Particle motion problem

[vileoxidation1]

I am working on a problem involving the chain rule. The problem is as follows: The position of an object as a function of time is s(t) = sin(3t) – 2t + 4. Determine where in the interval [0, 3] the object is moving to the right and to the left.

So, I know the basic process for solving this problem. I know that I need to find the derivative, and then where it is positive, the object is moving right, and where it is negative the object is moving left. I have found the derivative, which is s’(t) = 3cos(3t) – 2, with a period of (2*pi)/3. So now I need to find the zeros, and then determine if the function is positive or negative in the various intervals.

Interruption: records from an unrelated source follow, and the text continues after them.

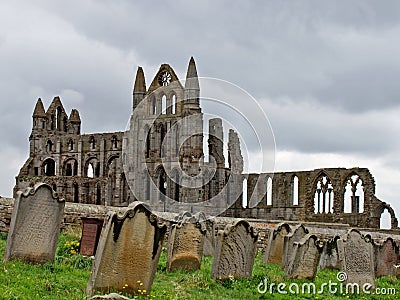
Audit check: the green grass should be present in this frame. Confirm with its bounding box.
[0,231,400,300]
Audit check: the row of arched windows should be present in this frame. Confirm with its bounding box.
[46,135,119,153]
[149,94,177,115]
[242,174,364,214]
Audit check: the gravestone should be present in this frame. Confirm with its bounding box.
[337,229,375,290]
[86,201,167,296]
[318,236,340,270]
[203,219,216,256]
[79,218,104,256]
[167,213,206,271]
[211,220,258,281]
[374,238,400,277]
[286,234,323,279]
[264,223,291,265]
[4,183,65,264]
[282,224,308,271]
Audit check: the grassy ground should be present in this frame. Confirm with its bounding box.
[0,232,400,300]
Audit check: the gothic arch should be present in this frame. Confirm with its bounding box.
[312,170,334,214]
[63,158,78,176]
[84,157,100,178]
[42,157,56,176]
[342,171,365,213]
[372,202,399,229]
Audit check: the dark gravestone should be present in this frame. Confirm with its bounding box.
[282,224,308,271]
[264,223,291,265]
[374,238,400,277]
[167,212,206,271]
[203,219,216,256]
[86,201,167,296]
[318,236,340,270]
[286,234,323,279]
[79,218,104,256]
[4,183,65,264]
[211,220,258,281]
[337,229,375,290]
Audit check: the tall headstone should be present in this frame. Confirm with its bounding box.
[86,201,167,296]
[203,219,216,256]
[4,183,65,264]
[337,229,375,290]
[286,234,323,279]
[264,223,292,265]
[211,220,258,281]
[374,238,400,277]
[318,236,340,270]
[167,213,206,271]
[282,224,308,271]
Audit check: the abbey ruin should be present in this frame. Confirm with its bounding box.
[14,58,398,228]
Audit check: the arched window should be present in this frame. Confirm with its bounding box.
[67,139,74,151]
[159,124,167,157]
[379,209,392,229]
[64,158,78,176]
[144,125,150,158]
[171,95,176,115]
[86,158,100,178]
[151,97,157,115]
[242,178,248,208]
[46,140,53,153]
[292,175,299,205]
[314,174,333,214]
[111,135,118,150]
[73,183,79,203]
[56,106,63,130]
[343,174,364,214]
[43,158,56,176]
[265,176,272,205]
[161,95,167,115]
[96,183,101,205]
[89,135,96,150]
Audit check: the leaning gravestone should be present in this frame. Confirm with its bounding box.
[203,219,216,256]
[318,236,340,270]
[374,238,400,277]
[286,234,323,279]
[264,223,291,265]
[282,224,308,271]
[4,183,65,264]
[337,229,375,290]
[86,201,167,296]
[211,220,258,281]
[167,213,206,271]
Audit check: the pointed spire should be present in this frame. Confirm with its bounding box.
[33,98,46,118]
[69,109,81,123]
[133,67,146,93]
[185,56,200,90]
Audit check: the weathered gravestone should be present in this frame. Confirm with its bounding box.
[318,236,340,270]
[79,218,104,256]
[4,183,65,264]
[203,219,216,256]
[282,224,308,271]
[264,223,291,265]
[337,229,375,290]
[286,234,323,279]
[167,212,206,271]
[86,201,167,296]
[211,220,258,280]
[374,237,400,277]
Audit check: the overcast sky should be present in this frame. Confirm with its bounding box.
[0,0,400,224]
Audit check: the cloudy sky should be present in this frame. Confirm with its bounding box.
[0,0,400,224]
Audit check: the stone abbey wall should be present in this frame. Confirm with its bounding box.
[14,58,398,228]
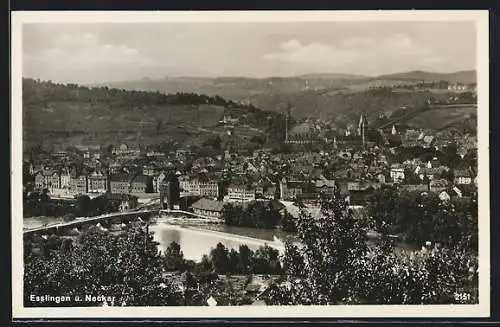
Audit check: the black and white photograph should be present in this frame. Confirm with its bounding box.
[11,11,490,317]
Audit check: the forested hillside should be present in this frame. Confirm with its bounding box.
[23,79,290,152]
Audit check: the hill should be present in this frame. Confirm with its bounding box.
[297,73,371,80]
[376,70,477,84]
[98,71,475,125]
[23,79,290,152]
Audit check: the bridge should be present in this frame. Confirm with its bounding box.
[23,209,222,234]
[160,209,222,223]
[23,210,158,235]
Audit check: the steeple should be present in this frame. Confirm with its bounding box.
[285,100,292,143]
[358,114,366,146]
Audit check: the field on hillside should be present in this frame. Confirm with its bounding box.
[406,106,477,130]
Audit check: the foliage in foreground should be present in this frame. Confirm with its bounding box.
[266,196,478,305]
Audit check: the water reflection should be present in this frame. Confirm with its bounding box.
[150,223,286,261]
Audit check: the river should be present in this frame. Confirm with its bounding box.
[150,222,289,261]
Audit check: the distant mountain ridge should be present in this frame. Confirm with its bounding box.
[376,70,477,84]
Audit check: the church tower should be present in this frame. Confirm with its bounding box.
[285,101,292,143]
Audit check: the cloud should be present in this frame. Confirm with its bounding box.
[23,32,164,82]
[264,34,443,74]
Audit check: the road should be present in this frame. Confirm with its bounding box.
[23,210,157,234]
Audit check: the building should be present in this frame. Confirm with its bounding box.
[285,122,320,144]
[70,173,89,196]
[255,180,276,200]
[314,179,336,197]
[109,175,131,194]
[439,191,451,202]
[227,183,256,202]
[390,164,405,183]
[160,175,181,210]
[102,193,139,212]
[429,179,448,193]
[192,198,224,218]
[130,175,153,194]
[347,182,379,206]
[453,169,473,185]
[179,176,219,198]
[35,169,62,194]
[88,171,108,193]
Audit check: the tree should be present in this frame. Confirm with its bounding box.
[210,243,229,274]
[253,245,281,275]
[76,195,91,217]
[237,244,254,274]
[284,198,367,304]
[266,200,478,304]
[24,227,180,306]
[155,118,163,135]
[63,213,76,222]
[165,242,186,271]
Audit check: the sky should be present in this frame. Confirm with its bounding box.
[23,21,476,84]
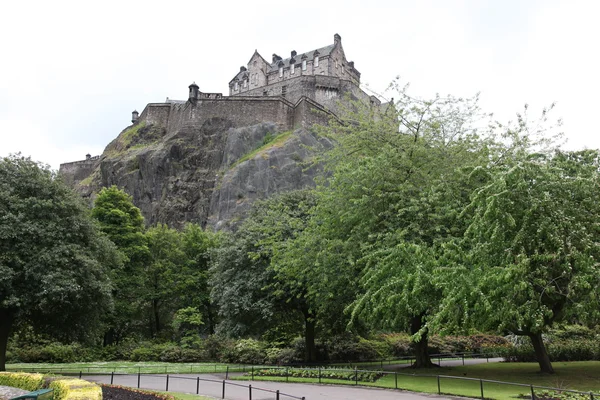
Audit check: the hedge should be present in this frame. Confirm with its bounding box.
[0,372,44,392]
[0,372,102,400]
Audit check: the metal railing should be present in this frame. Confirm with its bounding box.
[97,372,305,400]
[241,367,600,400]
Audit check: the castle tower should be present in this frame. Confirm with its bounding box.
[188,82,200,102]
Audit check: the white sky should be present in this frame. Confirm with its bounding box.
[0,0,600,168]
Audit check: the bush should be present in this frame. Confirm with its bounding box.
[48,378,102,400]
[11,343,94,363]
[0,372,44,392]
[494,339,600,362]
[230,339,267,364]
[253,368,383,382]
[0,372,102,400]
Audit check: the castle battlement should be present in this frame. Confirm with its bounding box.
[60,34,381,188]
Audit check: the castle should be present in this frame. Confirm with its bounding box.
[60,34,381,173]
[59,34,384,226]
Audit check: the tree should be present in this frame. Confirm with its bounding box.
[179,224,220,334]
[142,224,186,336]
[283,90,489,367]
[441,150,600,373]
[211,191,316,361]
[0,155,120,370]
[92,186,153,345]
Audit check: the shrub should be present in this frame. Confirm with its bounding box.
[253,368,384,382]
[0,372,44,392]
[130,342,174,361]
[325,334,382,361]
[48,379,102,400]
[232,339,267,364]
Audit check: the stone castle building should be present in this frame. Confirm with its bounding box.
[59,34,383,226]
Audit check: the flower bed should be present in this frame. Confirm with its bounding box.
[102,385,175,400]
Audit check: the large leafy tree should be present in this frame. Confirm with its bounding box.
[0,156,120,370]
[440,150,600,373]
[92,186,150,345]
[211,191,316,361]
[179,224,220,334]
[142,224,185,336]
[282,90,496,367]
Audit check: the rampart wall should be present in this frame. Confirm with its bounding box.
[60,156,100,187]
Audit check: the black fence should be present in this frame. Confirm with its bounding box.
[92,372,305,400]
[241,367,600,400]
[8,352,500,374]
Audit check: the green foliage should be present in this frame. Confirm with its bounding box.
[440,151,600,372]
[0,372,44,392]
[48,379,102,400]
[92,186,150,345]
[254,368,383,382]
[0,156,121,370]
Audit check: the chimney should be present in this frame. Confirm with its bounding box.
[188,82,200,102]
[131,110,140,123]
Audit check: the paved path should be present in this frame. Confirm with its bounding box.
[0,386,29,400]
[83,374,460,400]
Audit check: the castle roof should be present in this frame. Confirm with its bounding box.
[269,44,335,72]
[229,40,335,83]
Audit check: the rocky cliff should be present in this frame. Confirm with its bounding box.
[61,117,331,229]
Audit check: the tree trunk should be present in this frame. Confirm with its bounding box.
[302,310,317,362]
[527,333,554,374]
[204,301,215,335]
[410,314,433,368]
[152,299,161,335]
[0,310,14,371]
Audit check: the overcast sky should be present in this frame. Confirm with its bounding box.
[0,0,600,168]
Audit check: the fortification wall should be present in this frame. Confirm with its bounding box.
[138,96,294,134]
[230,75,371,113]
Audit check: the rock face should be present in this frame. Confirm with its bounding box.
[68,117,331,229]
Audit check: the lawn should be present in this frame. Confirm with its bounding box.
[240,361,600,400]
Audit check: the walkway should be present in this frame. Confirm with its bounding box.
[83,374,464,400]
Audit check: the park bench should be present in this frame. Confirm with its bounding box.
[10,389,54,400]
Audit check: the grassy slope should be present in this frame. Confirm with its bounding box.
[7,361,600,400]
[245,361,600,400]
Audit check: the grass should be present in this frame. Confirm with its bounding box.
[236,361,600,400]
[7,361,600,400]
[155,390,213,400]
[230,131,293,168]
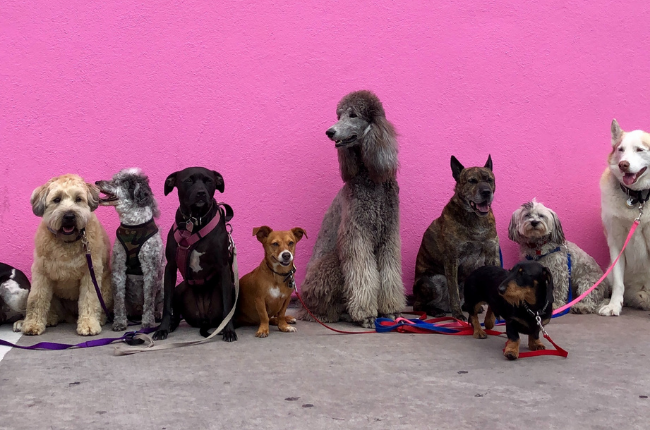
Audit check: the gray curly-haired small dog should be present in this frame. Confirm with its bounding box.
[299,91,406,327]
[95,168,165,331]
[508,199,610,314]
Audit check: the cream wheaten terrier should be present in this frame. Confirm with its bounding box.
[15,175,113,335]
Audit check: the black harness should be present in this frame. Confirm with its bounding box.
[116,218,158,275]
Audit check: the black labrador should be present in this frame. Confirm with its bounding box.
[153,167,237,342]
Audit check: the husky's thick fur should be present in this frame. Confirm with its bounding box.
[598,120,650,315]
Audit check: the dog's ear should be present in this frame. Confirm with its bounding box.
[133,182,153,207]
[29,180,52,216]
[483,154,492,172]
[611,118,623,146]
[546,208,566,243]
[211,170,225,193]
[291,227,309,242]
[165,172,178,195]
[508,207,522,243]
[542,267,555,309]
[253,225,273,243]
[86,182,99,212]
[451,155,465,182]
[356,116,398,182]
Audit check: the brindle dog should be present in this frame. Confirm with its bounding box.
[413,156,499,321]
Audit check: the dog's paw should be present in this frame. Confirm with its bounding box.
[77,318,102,336]
[528,339,546,351]
[223,328,237,342]
[113,320,127,331]
[21,320,45,336]
[253,327,269,338]
[503,340,519,360]
[598,301,623,316]
[153,329,169,340]
[359,317,375,328]
[284,315,296,324]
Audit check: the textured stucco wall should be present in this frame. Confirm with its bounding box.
[0,0,650,289]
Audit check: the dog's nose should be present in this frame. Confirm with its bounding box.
[618,161,630,172]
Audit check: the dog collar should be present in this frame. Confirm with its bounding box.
[526,244,562,261]
[178,199,216,233]
[47,226,86,243]
[618,182,650,208]
[266,261,296,290]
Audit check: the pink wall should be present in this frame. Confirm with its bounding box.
[0,0,650,289]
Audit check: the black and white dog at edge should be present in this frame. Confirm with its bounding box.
[96,168,165,331]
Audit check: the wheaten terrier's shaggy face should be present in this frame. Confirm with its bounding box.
[31,175,99,242]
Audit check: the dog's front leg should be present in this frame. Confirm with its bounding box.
[138,236,162,327]
[338,227,381,328]
[445,255,467,321]
[598,223,626,316]
[503,321,519,360]
[377,224,406,319]
[255,297,268,338]
[153,250,178,340]
[111,241,128,331]
[77,265,104,336]
[221,266,237,342]
[21,272,54,335]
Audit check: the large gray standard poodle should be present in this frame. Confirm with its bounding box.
[299,91,406,328]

I found two of the zeros, by setting the function equal to zero and solving for t:
3cos(3t) = 2
cos(3t) = 2/3
3t = 0.841
t = 0.28 +/- [(2*pi)/3]

So this process gives me two of the zeros, which are 0.28 and 2.37. However, I know there is a third zero in between these two, since I graphed s’(t) and saw that the third zero is at 1.81. But, I do not know how to find this third zero (1.81) algebraically, which is how this problem is supposed to be done. Can someone help me figure out how to find this third zero by hand? Thanks in advance!

 

[stapel]

First, please let me say "Thank you!" for showing your work and reasoning so nicely!

3cos(3t) = 2
cos(3t) = 2/3
3t = 0.841

In the last step above, you used the inverse-cosine function (I'll bet) on your calculator. But remember that the inverse-cosine function gives only one of the (infinitely-many) solutions to the original cosine equation. The value returned by your calculator is the first-quadrant answer. Isn't there another one in the second quadrant? Given by something like 3t = 2*pi - arccos(2/3)?

 

[vileoxidation1]

Ah ha! Thank you. I knew it was something relatively simple like that, I just couldn't wrap my mind around it!

 

[stapel]

Ah ha! Thank you. I knew it was something relatively simple like that...

I think we've all missed that, at least once!